鈴木のショウちゃんへ

コメントありがとう。

いや、二人の秘書が全く同じに見えた、ということはもちろんないよ。もちろんないけど、役作りの方向が戯曲に書かれていることに忠実すぎるのかな、という印象をちょっと受けました。田辺さんが田辺さんの戯曲を演出した作品も見たことがあるけれど、今回の二人の演出家の作品も、田辺さんが演出した作品と似た雰囲気の作品になっているなと感じました。それはもしかしたら、戯曲が同じなのだからしかたないことなのかもしれないけれど。


どちらの演出も、戯曲に書かれたことをちゃんと表現しようとしているみたいに見えました。ちゃんとする、ということを意識しすぎて、すこし窮屈に、不自由になっているのかな、という印象を受けた。
時間や手間やお金なんかをかけて作品を作るとなると、やっぱりちゃんとしたものを作らなくては、ということを考えてしまうけれども、でももっとちゃんとしていないものをつくってもいいんじゃないかな、と最近かんがえてます。
変なものとか破綻したものとかバカらしいものとか未完成のものとかバカっぽいものとかくだらないものとかをあえてやってしまうということを、芸術作品はやってもいいんじゃないかしら。いや、それはしかし手を抜いてもいいんだとか、適当にやってもいいんだ、ということじゃなくて、「こんな演劇作品を上演するなんて、あの演出家はバカなんじゃないか」と思われることを恐れないでやりきる、というような。「こんなことをやってしまってはバカな演出家だと思われる!」という自己規制と戦いながら作る、みたいな。「王様は裸で歩いて頭が悪いんじゃないか!」と言われても、「俺の着ている服が見えないお前の目の方が悪いんだ!」と答える王様みたいな。


僕ならたとえばこんな風にしてみたい↓

犬ハンター・・・色白でひょろ ひょろした体の弱そうな人。腰が低くおどおどしている。暑くもないのにいつも汗をかいていて、ハンカチを手放さない。いや、それはハンカチなどではなく、タオル生地の犬のぬいぐるみなのかもしれない。愛想が良くいつも笑っているけれど、笑うときは相手の目を見ない。相手の目を見るときは真顔になる。犬を追いかけた冒険の話をするが、つっかえたりどもったりで、どうもその場で作った嘘の話をしているように見える。なにか自分に都合の悪いことを隠そうとして、一生懸命に嘘を考えるが、それを聞く人はその話をうすうす嘘だと分かりつつそれでも信じたふりをして聞いている。

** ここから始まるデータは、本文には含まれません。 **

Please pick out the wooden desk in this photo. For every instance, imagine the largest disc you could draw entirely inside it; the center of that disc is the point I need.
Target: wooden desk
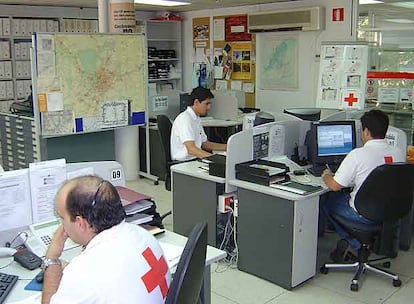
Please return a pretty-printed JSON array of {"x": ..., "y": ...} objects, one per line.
[
  {"x": 194, "y": 198},
  {"x": 277, "y": 233}
]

秘書・・・めったに笑わない。誰かを正面から見ることをせず、常に視界の隅で見る。たとえばテーブルの上の花瓶を見つつ、テーブルの横にいる人を目の端っこで見ている。常にキャラメルをにちゃにちゃと食べている。ひどく背が低く、常にへりくだり、小声でしゃべるがその声を聞く人は秘書から尊大な印象しか受けない。人にしゃべりかけるときは相手の近くにある物(花瓶など)に向かってしゃべる。あるいは相手に背を向けて、パソコンのディスプレイを見ながらしゃべる。

奥さん・・・人のことをアルコールくさいというくせに自分はアルコールを手ばなしたことのないキッチンドランカー。アルコールのせいで夢と現実の区別がつきにくく、思い違いをしょっちゅうしている。黄色い服が目にちかちかする。

娘・・・娘なのにもう45歳。建築家と二人だけの時には常に建築家の体をさわり、誘惑してくる。将来の夢はローラースケートで自由に滑れるようになることで、いつもローラースケートを持ち歩くが、なかなか履いてみる勇気が出ない。デニム生地のオーバーオールを着ている。

建築家・・・フリークスのたまり場みたいなこの村長の家の中でただひとりまともに見える人。しかし酔っぱらうと性欲が強くなり、肉感のあるたっぷりしたお尻などを鷲掴みしたくなる。近くにいたからという理由だけで、好きでもない村長の娘とできてしまい、そこから建築家の地獄が始まる。気の違った人たちから離れられなくなる。

と、こう書いてみるとすごく陰惨な作品になりそうな気がして来た。これをバカバカしく笑えるような、それでいて登場人物のそれぞれの気持ちに共感できるような、そんな作品をつくってみたいなあなどと妄想してみたりしてます。